Modèles cosmologiques (2 fév. 2012)

Le 2 février 2012 à 14h, Amphi 16, Jean-Philippe Uzan (Institut d’Astrophysique de Paris) présentera une conférence sur le thème des « modèles cosmologiques » :

La modélisation de l’univers se fonde sur des hypothèses  cosmologiques, des lois de la nature et les observations. Ces  hypothèses sont-elles justifiées ? Les lois, telle la gravitation,  sont-elles valides partout ? L’univers local, celui que nous pouvons observer, est-il représentatif de l’ensemble du cosmos ? Malgré les  succès du modèle cosmologique, des questions non résolues poussent les astrophysiciens à poser des hypothèses nouvelles, encore spéculatives…

L’exploration spatiale de Mars : enjeux et découvertes (8 déc. 2011)

Le jeudi 8 décembre 2011 à l’amphi 12, Jean-Pierre Bibring (Institut d’Astrophysique Spatiale) nous parlera de l’ « exploration spatiale de Mars, enjeux et découvertes ».

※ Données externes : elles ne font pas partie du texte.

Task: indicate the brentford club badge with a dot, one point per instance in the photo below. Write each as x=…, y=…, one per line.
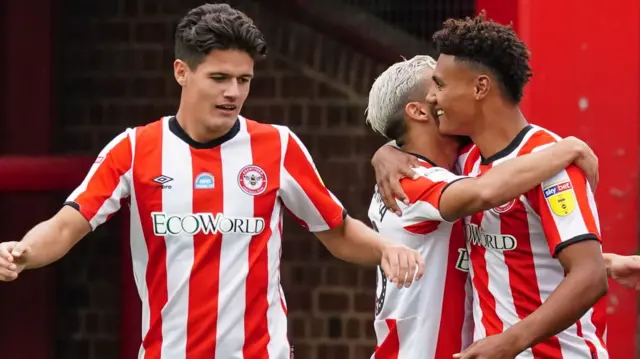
x=505, y=207
x=252, y=180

Les missions actuelles d’exploration de Mars éclairent d’un jour nouveau l’évolution climatique et géologique de cette planète. Tout particulièrement, elles donnent accès aux processus qui ont jalonné les premières centaines de millions d’années de Mars, en mettant en évidence une ère d' »habitabilité » éventuelle. Elles contribuent à la compréhension de la diversité planétaire telle qu’elle se révèle aujourd’hui, et donnent accès aux processus qui ont pu conduire à des évolutions divergentes de Mars et de la Terre. Nous présenterons les résultats les plus marquants de ces explorations, et les discuterons, en particulier en regard de la question de l’émergence et du maintien du monde vivant dans le Système Solaire.